Certain Iranian social media users pointed out that the video released by authorities only captured the platform and did not provide any footage from inside the train. Additionally, no footage from the entrance to the station, where inspections related to hijabs may occur, was made available.
These observers drew parallels between this incident and the case of Mahsa Amini, a 22-year-old Kurdish woman who tragically passed away in custody in September 2022 after being detained by morality police in Tehran on allegations of wearing her hijab "improperly." Witnesses asserted that she had been subjected to physical abuse by officers, although authorities attributed her death to pre-existing medical conditions.
The release of CCTV footage depicting Amini collapsing at a detention center, along with a photograph of her in the hospital, triggered outrage among many Iranians.

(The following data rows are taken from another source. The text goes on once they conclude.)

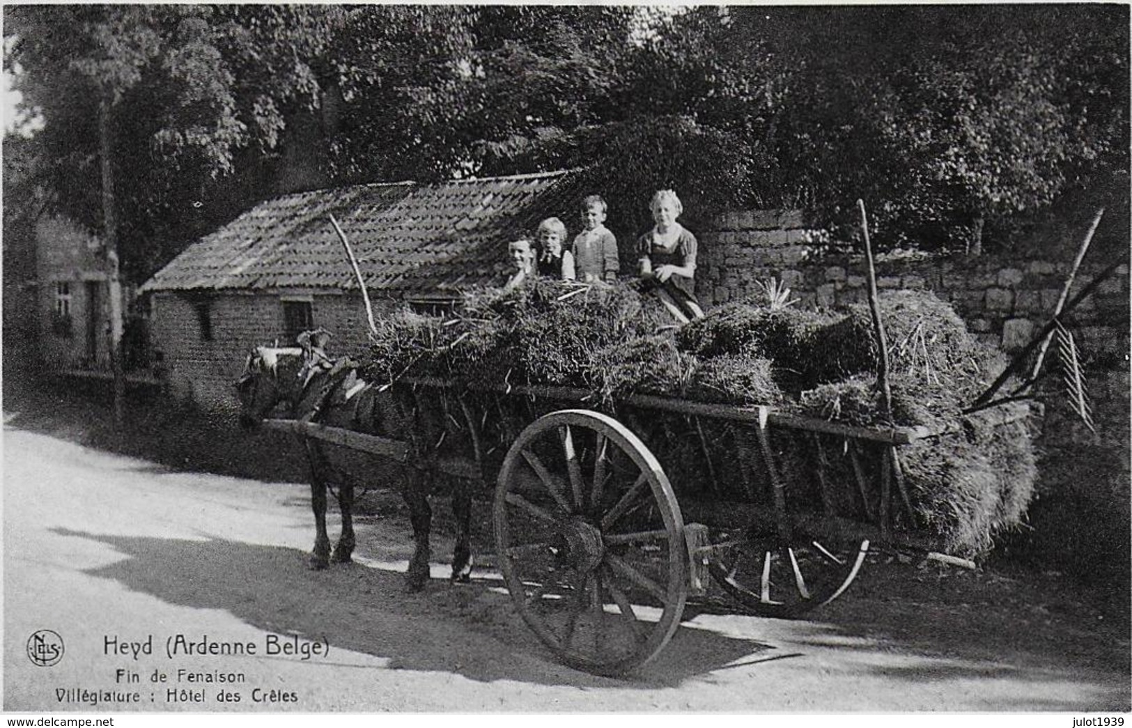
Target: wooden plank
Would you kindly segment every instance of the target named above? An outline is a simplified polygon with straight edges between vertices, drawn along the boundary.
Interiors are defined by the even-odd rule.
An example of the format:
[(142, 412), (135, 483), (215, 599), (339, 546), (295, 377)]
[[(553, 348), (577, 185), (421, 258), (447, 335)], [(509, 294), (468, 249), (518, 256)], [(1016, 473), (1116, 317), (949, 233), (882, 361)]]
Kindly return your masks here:
[(384, 455), (398, 462), (409, 460), (409, 444), (388, 437), (355, 432), (341, 427), (327, 427), (315, 422), (302, 422), (300, 420), (264, 420), (264, 427), (275, 430), (294, 432), (303, 437), (359, 449), (363, 453)]
[[(471, 391), (498, 392), (509, 395), (526, 395), (571, 402), (575, 404), (593, 404), (594, 394), (581, 387), (559, 387), (550, 385), (517, 385), (512, 387), (489, 386), (483, 384), (457, 383), (449, 379), (438, 379), (435, 377), (412, 377), (403, 382), (414, 386), (426, 387), (465, 387)], [(649, 410), (660, 410), (664, 412), (677, 412), (680, 414), (702, 416), (737, 422), (758, 422), (758, 406), (738, 406), (734, 404), (714, 404), (711, 402), (693, 402), (678, 397), (666, 397), (654, 394), (634, 394), (620, 400), (624, 404), (632, 404)], [(1029, 404), (1026, 402), (1009, 403), (1012, 406), (995, 412), (990, 420), (995, 425), (1013, 422), (1029, 414)], [(921, 439), (940, 437), (962, 429), (961, 422), (953, 422), (943, 428), (919, 427), (860, 427), (857, 425), (843, 425), (831, 422), (815, 417), (791, 414), (787, 412), (771, 411), (767, 421), (778, 427), (789, 427), (811, 432), (825, 432), (827, 435), (840, 435), (855, 439), (865, 439), (877, 443), (889, 443), (892, 445), (907, 445)]]
[[(713, 528), (743, 529), (753, 526), (756, 532), (772, 531), (774, 515), (765, 506), (734, 500), (681, 499), (680, 513), (688, 522), (710, 523)], [(790, 528), (795, 533), (808, 533), (837, 541), (869, 540), (880, 543), (881, 529), (842, 516), (822, 513), (791, 513)], [(921, 553), (940, 553), (940, 539), (920, 531), (893, 530), (886, 546)]]
[(857, 452), (856, 443), (849, 443), (849, 462), (852, 463), (852, 474), (857, 481), (857, 490), (860, 493), (865, 515), (872, 521), (876, 516), (873, 515), (873, 506), (868, 503), (868, 479), (865, 478), (865, 468), (860, 464), (860, 453)]

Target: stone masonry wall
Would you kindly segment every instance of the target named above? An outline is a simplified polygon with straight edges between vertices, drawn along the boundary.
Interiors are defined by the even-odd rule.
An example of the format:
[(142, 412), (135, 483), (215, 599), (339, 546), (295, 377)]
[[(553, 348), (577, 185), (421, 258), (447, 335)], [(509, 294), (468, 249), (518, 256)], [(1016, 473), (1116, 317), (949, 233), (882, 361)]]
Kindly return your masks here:
[[(151, 340), (163, 356), (170, 393), (205, 409), (234, 411), (232, 383), (243, 370), (252, 348), (284, 340), (283, 306), (277, 294), (230, 294), (211, 299), (212, 339), (206, 341), (195, 305), (189, 299), (157, 293), (152, 301)], [(374, 301), (375, 314), (392, 310), (393, 301)], [(366, 344), (368, 324), (361, 296), (314, 294), (315, 326), (332, 332), (332, 352), (358, 351)]]
[[(724, 215), (715, 230), (698, 233), (697, 296), (707, 306), (757, 296), (758, 281), (777, 277), (804, 307), (833, 308), (867, 300), (864, 256), (820, 256), (820, 234), (792, 211)], [(1086, 257), (1073, 292), (1109, 264)], [(928, 289), (950, 301), (984, 341), (1014, 351), (1024, 346), (1053, 312), (1069, 260), (1047, 257), (963, 256), (877, 262), (877, 288)], [(1066, 318), (1087, 357), (1124, 361), (1129, 351), (1129, 266)]]
[[(697, 296), (709, 307), (760, 297), (757, 282), (771, 276), (790, 286), (799, 306), (834, 308), (867, 301), (864, 256), (818, 255), (822, 241), (805, 230), (799, 213), (732, 213), (720, 219), (715, 229), (696, 232), (701, 241)], [(877, 263), (877, 288), (882, 297), (884, 291), (894, 289), (931, 290), (950, 301), (979, 339), (1007, 352), (1017, 351), (1049, 319), (1072, 267), (1071, 259), (1048, 252), (1050, 246), (1034, 248), (1046, 252), (1032, 258), (989, 255), (882, 258)], [(1074, 251), (1069, 250), (1067, 256)], [(1066, 255), (1064, 250), (1061, 252)], [(1117, 537), (1125, 533), (1126, 547), (1130, 312), (1127, 257), (1124, 260), (1116, 275), (1103, 282), (1066, 317), (1086, 361), (1096, 365), (1088, 370), (1088, 384), (1097, 431), (1089, 430), (1069, 411), (1060, 383), (1045, 383), (1050, 388), (1043, 396), (1047, 408), (1039, 447), (1054, 460), (1041, 468), (1039, 502), (1047, 498), (1043, 503), (1052, 504), (1050, 520), (1056, 521), (1065, 506), (1056, 496), (1071, 493), (1072, 473), (1089, 472), (1089, 481), (1101, 493), (1087, 489), (1087, 497), (1095, 498), (1099, 506), (1086, 507), (1082, 519), (1107, 519), (1123, 524), (1109, 531)], [(1090, 252), (1074, 281), (1073, 293), (1110, 262), (1110, 257), (1096, 249)], [(1073, 497), (1080, 500), (1086, 496)], [(1038, 508), (1035, 517), (1040, 520), (1041, 513)]]

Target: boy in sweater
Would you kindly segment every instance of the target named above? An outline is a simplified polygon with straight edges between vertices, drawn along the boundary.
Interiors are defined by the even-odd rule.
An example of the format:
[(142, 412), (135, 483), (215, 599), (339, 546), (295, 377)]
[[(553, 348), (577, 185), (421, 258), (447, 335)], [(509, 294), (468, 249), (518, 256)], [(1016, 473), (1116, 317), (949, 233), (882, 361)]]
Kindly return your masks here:
[(582, 200), (582, 232), (574, 238), (574, 269), (578, 281), (617, 280), (620, 264), (617, 258), (617, 239), (603, 224), (606, 200), (590, 195)]

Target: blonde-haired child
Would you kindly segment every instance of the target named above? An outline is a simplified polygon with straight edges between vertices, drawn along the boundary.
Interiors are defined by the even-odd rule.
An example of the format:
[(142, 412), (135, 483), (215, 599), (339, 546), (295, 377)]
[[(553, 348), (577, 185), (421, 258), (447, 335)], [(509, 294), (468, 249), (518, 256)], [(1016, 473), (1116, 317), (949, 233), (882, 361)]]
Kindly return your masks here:
[(672, 316), (687, 323), (704, 312), (695, 294), (696, 237), (676, 219), (684, 205), (670, 189), (658, 190), (649, 205), (653, 229), (637, 239), (641, 277)]
[(617, 238), (604, 225), (606, 200), (590, 195), (582, 200), (581, 233), (574, 238), (574, 265), (580, 281), (617, 280), (620, 263), (617, 259)]
[(566, 225), (557, 217), (547, 217), (539, 223), (534, 237), (539, 241), (538, 274), (556, 281), (574, 280), (574, 256), (563, 250), (566, 242)]
[(507, 254), (515, 266), (507, 283), (503, 286), (505, 291), (513, 291), (522, 285), (529, 277), (534, 275), (534, 249), (526, 238), (514, 240), (507, 243)]

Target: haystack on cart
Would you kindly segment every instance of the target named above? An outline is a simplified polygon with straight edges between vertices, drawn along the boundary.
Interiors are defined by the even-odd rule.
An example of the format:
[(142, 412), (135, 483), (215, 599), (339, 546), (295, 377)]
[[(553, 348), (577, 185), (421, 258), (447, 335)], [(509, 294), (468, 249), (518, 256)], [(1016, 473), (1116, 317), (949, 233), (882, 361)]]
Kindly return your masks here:
[(843, 593), (871, 548), (946, 559), (920, 528), (902, 449), (1029, 414), (1009, 402), (938, 430), (866, 428), (652, 395), (595, 408), (569, 387), (394, 386), (418, 413), (404, 440), (288, 428), (494, 486), (515, 608), (561, 661), (604, 675), (659, 654), (712, 582), (746, 610), (790, 617)]

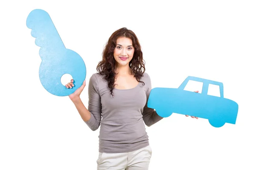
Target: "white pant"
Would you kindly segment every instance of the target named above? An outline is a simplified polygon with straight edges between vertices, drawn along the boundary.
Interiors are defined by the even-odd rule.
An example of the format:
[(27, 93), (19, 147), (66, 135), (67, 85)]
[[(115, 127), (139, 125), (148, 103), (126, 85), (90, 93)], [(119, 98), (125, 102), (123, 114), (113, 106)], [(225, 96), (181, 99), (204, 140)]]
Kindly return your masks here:
[(152, 155), (150, 146), (125, 153), (99, 152), (97, 170), (148, 170)]

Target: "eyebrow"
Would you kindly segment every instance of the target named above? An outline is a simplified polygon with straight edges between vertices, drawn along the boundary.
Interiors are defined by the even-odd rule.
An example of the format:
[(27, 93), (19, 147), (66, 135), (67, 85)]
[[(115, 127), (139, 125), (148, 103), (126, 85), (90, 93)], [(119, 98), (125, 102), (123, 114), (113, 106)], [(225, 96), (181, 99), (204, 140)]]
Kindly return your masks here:
[[(120, 45), (120, 46), (122, 46), (122, 45), (121, 45), (118, 44), (116, 44), (116, 45)], [(128, 45), (128, 47), (132, 47), (132, 45)]]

This eventually led to anti-government protests erupting across the nation when she died after three days in a coma.
In the aftermath of Mahsa Amini's death, a violent crackdown by security forces resulted in hundreds of casualties and the detention of thousands more. One year later, the protests have largely subsided, but occasional demonstrations persist, and many girls and women have chosen to openly defy the dress code by not covering their hair in public.